“Si se puede, si se puede!” became a chanting echo in the 1970s from the United Farm Workers of America when they fought for higher wages and Cesar Chavez was at the forefront of the fight.
Dolores Huerta, the woman behind the famous slogan “Si se puede!” and a labor leader fighting alongside Chavez, made a special visit to Golden Valley High School on Friday and connected with students, encouraged them to dream big, pursue higher education, and advocate for issues they believe in.
Erika Cedeño, Golden Valley High School World Language Department chair and Spanish teacher, often boasts to her husband Eduardo Cedeño about how much she loves to work at the school.

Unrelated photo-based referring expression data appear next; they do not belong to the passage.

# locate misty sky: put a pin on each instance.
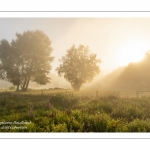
(115, 41)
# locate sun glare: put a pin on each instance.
(132, 52)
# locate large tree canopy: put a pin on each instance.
(78, 66)
(26, 58)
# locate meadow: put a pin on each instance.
(71, 111)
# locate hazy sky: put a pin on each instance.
(116, 41)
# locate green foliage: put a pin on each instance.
(63, 101)
(78, 66)
(70, 113)
(26, 58)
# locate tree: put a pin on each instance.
(26, 58)
(78, 66)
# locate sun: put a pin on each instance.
(132, 51)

Eduardo recently began working with the Dolores Huerta Foundation as the finance director and would talk about his wife to Huerta and how much she loves her job and her Golden Valley High School community.
“My husband was talking about my happiness here because I’m very happy. This is my happy place,” Erika said. “My husband was bragging about me, I was teacher of the year, and Dolores [asked], ‘Oh seriously? What is this school?’ and [he responded], ‘It’s Golden Valley,’ and she said, ‘I want to go.’”

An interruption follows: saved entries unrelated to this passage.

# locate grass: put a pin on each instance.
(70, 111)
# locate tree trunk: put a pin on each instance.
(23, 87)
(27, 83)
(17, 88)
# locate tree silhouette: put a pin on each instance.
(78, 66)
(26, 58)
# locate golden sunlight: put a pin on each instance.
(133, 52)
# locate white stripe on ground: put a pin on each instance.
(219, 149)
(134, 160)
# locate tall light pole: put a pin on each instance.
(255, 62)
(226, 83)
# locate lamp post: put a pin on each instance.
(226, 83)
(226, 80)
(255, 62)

Huerta was welcomed to the Golden Valley theater with special performances by the school’s band and ballet folklorico program and given the William S. Hart Union High School District One Hart Award for her courage during the labor movement.
“Education … it’s really important that we encourage young people to try to go to college … we have to really encourage young people to think something that you might want to do in the future, something that you love to do. Follow your heart,” Huerta said to the students, teachers and staff present. “To all the teachers, I want to say to you, you know our job is to encourage. When I was in high school, some of my teachers did not encourage us.”
She added: “We don’t want to discriminate against anybody, and we do not want to discriminate against anybody because of the color of their skin … let’s stop the racism altogether.”
Huerta also advised students to become proactive in their communities and advocate for change if they are unhappy with the current circumstances.
Huerta’s efforts over the years have earned her awards including the Presidential Medal of Freedom in 2012, the Eleanor Roosevelt Human Rights Award in 1998, and induction into the California Hall of Fame in 2013, among others.
Golden Valley Principal Sal Frias recalled a time when he was a young boy growing up in Northern California and how he was destined to be a field worker — a lot of similarities to Huerta’s upbringing — but with the encouragement of his mother, he paved his own way and pursued education and is now principal of the school.
“Humble beginnings,” he said. “I’m proud of who I am, I’m proud of where I came from. [Huerta] just reminds me of that. I’m not embarrassed or ashamed. It is what it is.”
“My priority has always been to give students in the minority groups here at Golden Valley role models to look up to. People that look like them, women, people in leadership roles, to be figures of inspiration and just an idea or a belief that they can do something,” Frias said.
Golden Valley has a total of 2,000 students, 60% of whom are Hispanic, 20% are Caucasian, 10% are Asian, and 10% are African American, he added.
“I think being a young Latina woman who’s in leadership, it means a lot to see the older generations and see what came before us as a way to kind of progress,” said Golden Valley senior Madison Castillo, who wears numerous hats in extracurricular programs at the school. “Someone like her, who’s a little bit older and still able to come here and speak about her ideas, her beliefs, and continued to be passed on.”